`UncertainData.jl`

is a Julia package for dealing with data values with associated uncertainties and datasets consisting of uncertain values. The main goals are:

Systematic and intuitive ways of representing uncertain data.

Easy and robust resampling of uncertain data, given pre-defined or custom user-defined constraints.

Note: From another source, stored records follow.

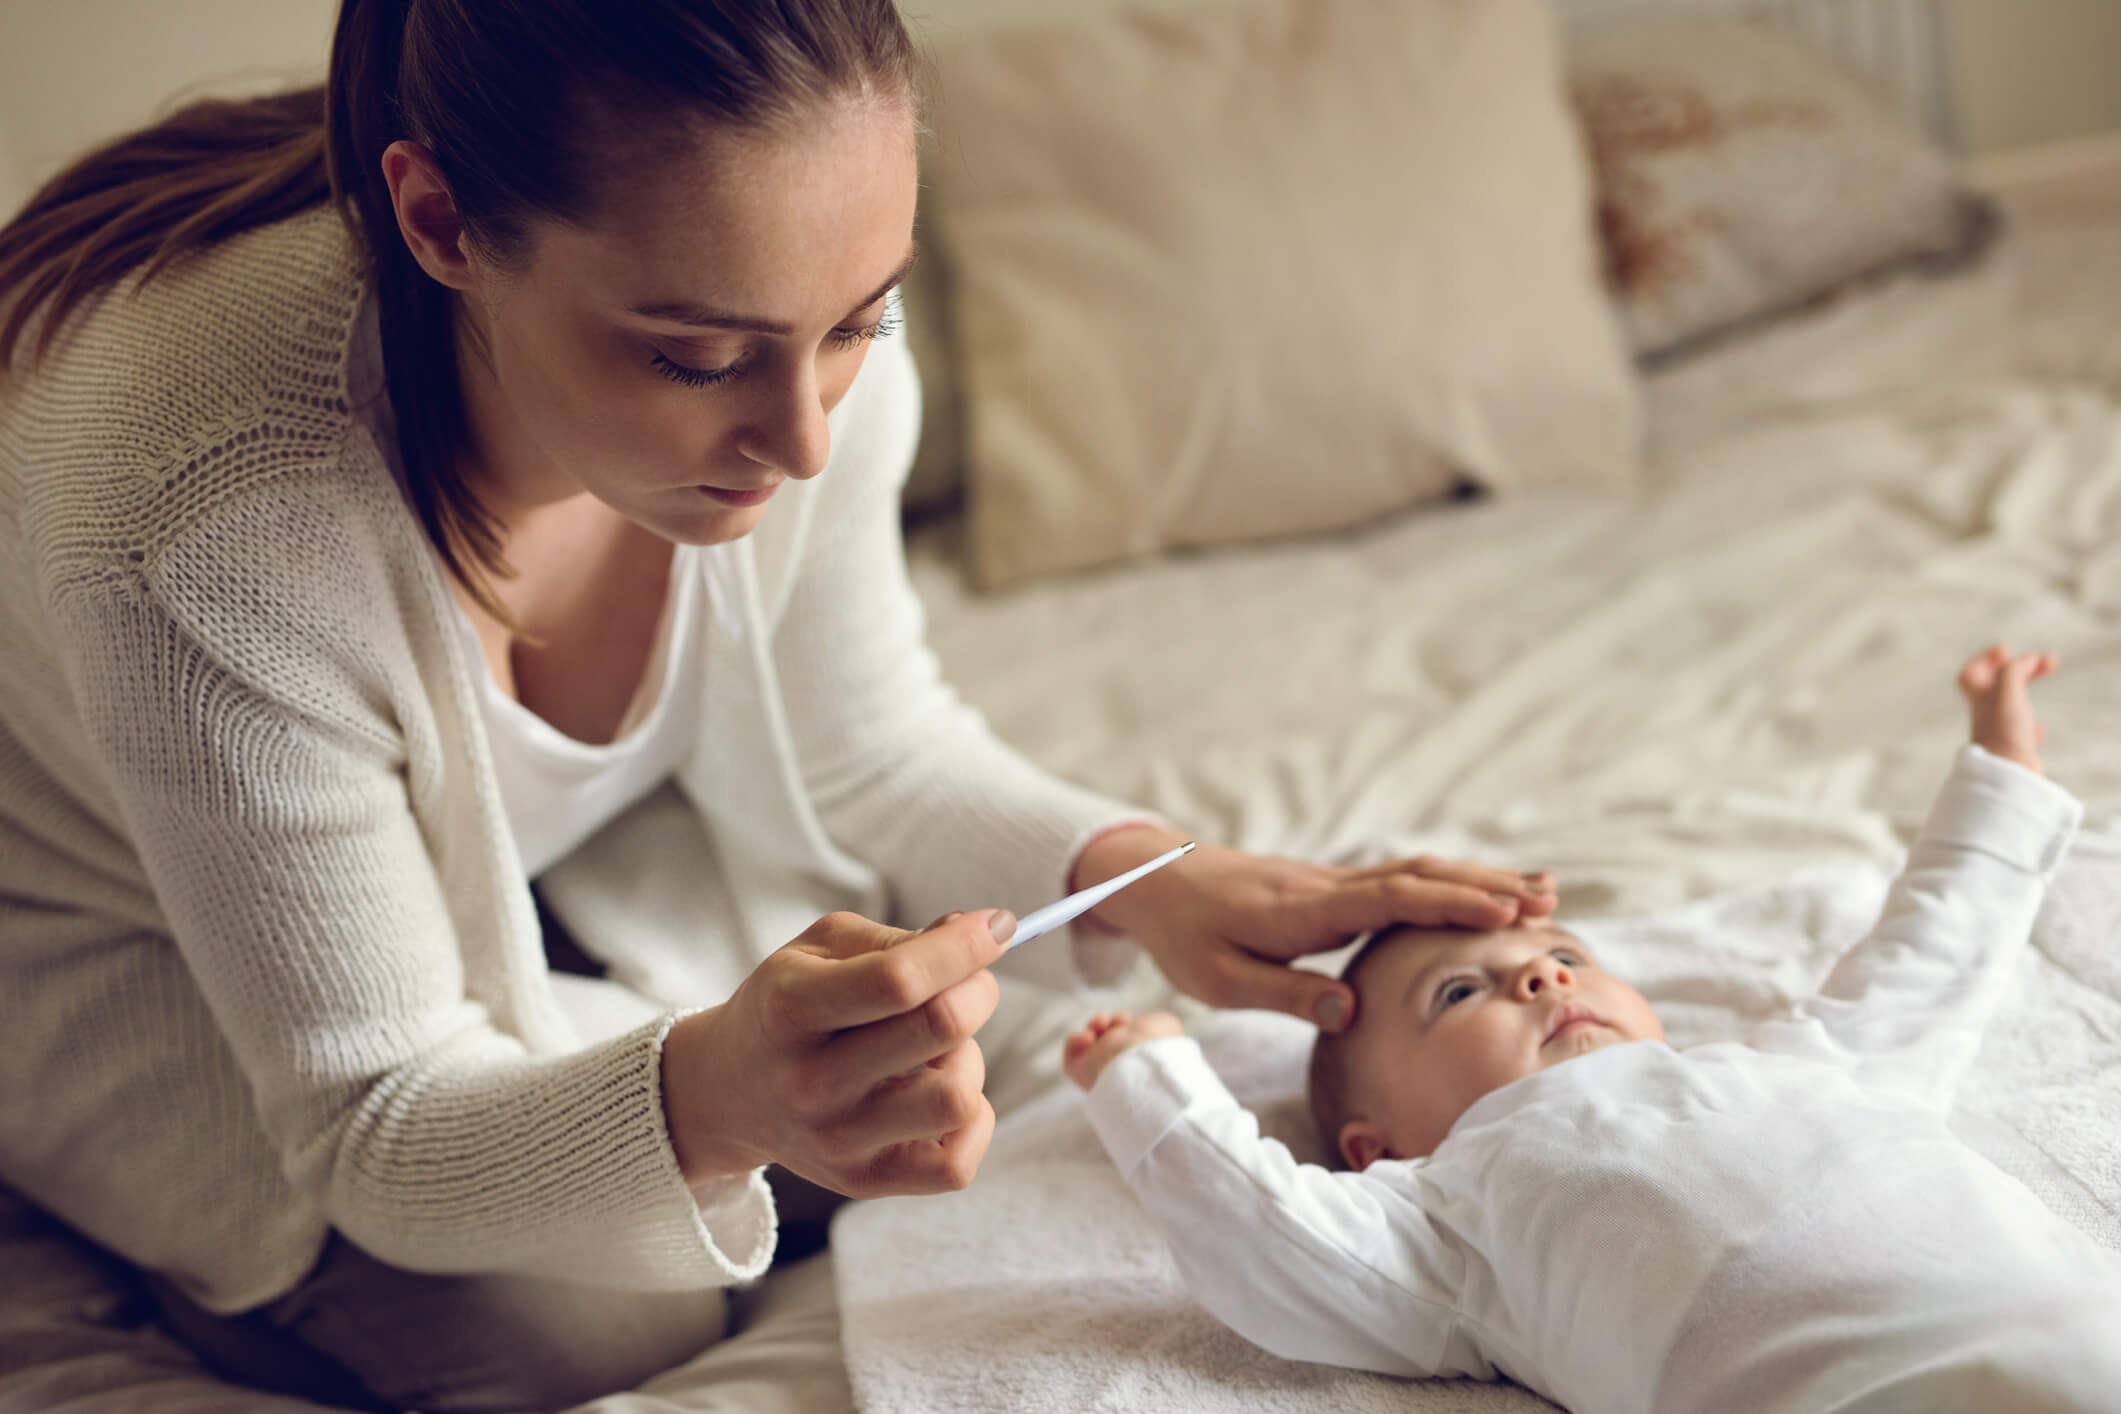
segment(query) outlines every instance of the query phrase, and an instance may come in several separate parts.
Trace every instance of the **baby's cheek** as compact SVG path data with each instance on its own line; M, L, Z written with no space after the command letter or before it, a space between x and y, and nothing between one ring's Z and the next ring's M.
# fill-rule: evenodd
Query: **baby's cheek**
M1627 1010L1624 1014L1629 1018L1626 1028L1628 1035L1637 1041L1662 1041L1664 1020L1657 1015L1656 1008L1650 1005L1649 998L1629 987L1625 1000Z

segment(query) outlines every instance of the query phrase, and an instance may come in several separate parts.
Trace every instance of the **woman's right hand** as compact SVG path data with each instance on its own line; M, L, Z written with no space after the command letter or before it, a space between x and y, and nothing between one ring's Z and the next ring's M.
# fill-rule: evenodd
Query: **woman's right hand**
M994 1135L972 1035L1000 990L1003 909L918 933L820 918L721 1006L663 1039L663 1113L687 1182L777 1163L851 1198L972 1181Z

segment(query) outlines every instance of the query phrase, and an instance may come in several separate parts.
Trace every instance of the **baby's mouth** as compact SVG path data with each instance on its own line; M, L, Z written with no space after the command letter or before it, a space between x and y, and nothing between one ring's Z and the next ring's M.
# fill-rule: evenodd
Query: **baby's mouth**
M1555 1007L1553 1015L1547 1018L1547 1033L1539 1038L1539 1044L1544 1046L1563 1032L1575 1028L1603 1025L1605 1025L1605 1018L1592 1011L1582 1002L1563 1002L1560 1006Z

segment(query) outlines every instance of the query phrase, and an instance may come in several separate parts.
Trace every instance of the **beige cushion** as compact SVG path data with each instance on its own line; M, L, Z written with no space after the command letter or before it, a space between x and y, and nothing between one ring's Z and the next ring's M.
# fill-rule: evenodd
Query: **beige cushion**
M1608 277L1640 352L1988 229L1950 159L1789 30L1716 16L1588 26L1569 85L1598 168Z
M936 63L982 585L1635 477L1541 0L1219 0Z
M954 506L964 490L964 409L958 399L956 340L945 322L948 273L931 245L899 286L906 342L921 372L921 440L904 496L907 511L916 515Z

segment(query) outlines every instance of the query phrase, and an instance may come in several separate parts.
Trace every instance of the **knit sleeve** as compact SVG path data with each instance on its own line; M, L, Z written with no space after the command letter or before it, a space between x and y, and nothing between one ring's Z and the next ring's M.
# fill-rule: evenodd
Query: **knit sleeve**
M503 969L467 957L437 866L461 842L429 837L408 795L409 754L428 748L401 724L431 708L386 662L401 606L343 572L376 556L332 504L273 487L216 513L253 515L234 540L284 575L188 557L198 531L50 592L90 747L283 1169L350 1240L412 1270L634 1288L756 1275L774 1240L763 1182L696 1200L671 1150L671 1018L536 1054L475 999ZM202 630L213 573L223 618Z
M899 342L872 350L848 401L775 640L805 785L832 837L889 881L899 922L1027 912L1066 890L1092 836L1151 817L1026 760L943 680L899 524L920 430L919 380ZM1074 931L1093 980L1129 957ZM1022 954L1041 980L1069 980L1068 950Z

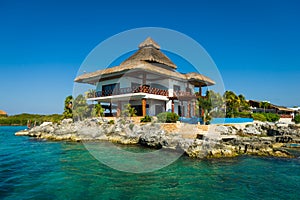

Provide a framework for robust computation of ensemble statistics for uncertain data.

`UncertainData.jl`

was originally designed to form the backbone of the uncertainty handling in the `CausalityTools.jl`

package.

Source code can be found at https://github.com/kahaaga/UncertainData.jl.

For more information, see the package documentation at https://kahaaga.github.io/UncertainData.jl/dev/.

If you use `UncertainData.jl`

for any of your projects or scientific publications, please cite this small Journal of Open Source Software (JOSS) publication.

# An example

Here’s an example illustrating how the functionality of the `UncertainData.jl`

package is integrated with the `CausalityTools.jl`

package. The `jupyter`

notebook was run with a Julia 1.2 kernel.

```
using UncertainData, CausalityTools, Distributions, StatsBase,
Test, Interpolations, Measures, LaTeXStrings
using Plots; pyplot();
```

## Time series with uncertainty

Let’s consider a case of two unidirectionally coupled first-order autoregressive (AR1) processes. We record `N`

points from the built-in `ar1_unidir`

system, collect the 1st and 2nd
variables as `X`

and `Y`

and add some uncertainties to both the indices and the values.

```
N = 100
sys = ar1_unidir(c_xy = 0.8)
X, Y = example_uncertain_indexvalue_datasets(sys, N, (1, 2), tstep = 5,
d_xval = Uniform(0.1, 0.3), d_yval = Uniform(0.1, 0.3),
d_xind = Uniform(1, 3), d_yind = Uniform(1, 3)
);
```

```
qs = [0.05, 0.95] #quantiles
px = plot(X, ylabel = "X", marker = stroke(0.01, :black), ms = 1, c = :black, qs, qs)
py = plot(Y, xlabel = "Index", ylabel = "Y", marker = stroke(0.01, :red), ms = 1, c = :red, qs, qs)
plot(px, py, layout = grid(2, 1), legend = false)
```

Create a fine-grained interpolation grid over the range of the data.

```
tmin = max(minimum(mean.(X.indices)), minimum(mean.(Y.indices)))
tmax = max(maximum(mean.(X.indices)), maximum(mean.(Y.indices)))
intp_grid = tmin:0.01:tmax
```

1.0:0.01:496.0

Decide on a coarser resolution at which we want to analyse the data. Pick all the linearly interpolated data that falls in each bin and summarise it using the `mean`

function.

```
binstep = 5
left_bin_edges = tmin:binstep:tmax
r = InterpolateAndBin(mean, left_bin_edges, Linear(), intp_grid, Flat(OnGrid()))
```

InterpolateAndBin{Linear}(Statistics.mean, 1.0:5.0:496.0, Linear(), 1.0:0.01:496.0, Flat(OnGrid()))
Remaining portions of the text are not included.